In unrelated news, I had the most awesome Do Now today: the kids had to listen to two minutes of Radiolab that discussed a moral dilemma and apply that discussion to the morality of “Monsters, Inc.” The dilemma revolves around the idea of doing what is best for the individual or what is best for the group—and what to do when the two conflict. For the record, the Radiolab is hilarious and involves some pretty silly sound effects of a train killing lots of people. The kids loved it! Only fourth period wouldn’t shut up long enough for me to play the clip. It was so out of control—again—that I had both JC and FR removed. I am so over the bullshit. If only I could actually tell freshmen to drop out. It would certainly be better for the group if JC and FR never returned to the classroom. Of course, it would be pretty disastrous for them as individuals. But it’s hard not to think their lives are already disasters.

Fake flowers on the Mad Good Student Work board.
090608: Day 172
I’m showing “Monsters, Inc” today, tomorrow and Wednesday. We all need a break. It’s surprising how much less complicated “Monsters, Inc” is as compared to “The Incredibles.” That said, QF was extraordinarily excited to see the show; apparently it’s one of his favorites.

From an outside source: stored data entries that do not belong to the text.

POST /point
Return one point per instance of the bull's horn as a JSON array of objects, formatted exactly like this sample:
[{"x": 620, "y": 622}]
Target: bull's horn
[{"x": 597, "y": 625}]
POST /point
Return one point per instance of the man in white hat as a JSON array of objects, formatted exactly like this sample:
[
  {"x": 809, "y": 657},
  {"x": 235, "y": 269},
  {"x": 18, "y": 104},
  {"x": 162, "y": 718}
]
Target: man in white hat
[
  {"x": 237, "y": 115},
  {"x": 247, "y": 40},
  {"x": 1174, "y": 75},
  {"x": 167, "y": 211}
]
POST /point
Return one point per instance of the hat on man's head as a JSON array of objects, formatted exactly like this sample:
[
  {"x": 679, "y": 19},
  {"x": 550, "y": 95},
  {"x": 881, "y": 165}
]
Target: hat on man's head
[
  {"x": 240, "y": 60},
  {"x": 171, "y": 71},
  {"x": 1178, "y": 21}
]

Seeing as how it’s the end of the year, I figure I should start ending some of the stories I started. LS, whom you may remember from that time she ran away but didn’t really (see Day 122), is no longer on roster. A couple weekends ago she was arrested in Brooklyn and since that time she has been back in a psychiatric institution.

I am sad to lose her. She was creative and literate. Her favorite subject was English. She completed all her homeworks with a high level of effort and proficiency and absolutely destroyed tests. Her short story, involving two girls fighting over a shoe stuck to the carpet with gum, was inspired and violent.

Sometimes kids are fucked up beyond your reckoning before you even meet them.

06
Dec
08

Week 15: December 1-5

Go Anal!
081205: Day 64
After watching an episode of “Supernanny” on the internet the other day, I was reminded of the importance of praise. Supernanny was just being her usual, awesome self, advising sad/crazy mom that she needed to use ample praise to encourage her kids when they were doing well, but it was kind of revelatory for me.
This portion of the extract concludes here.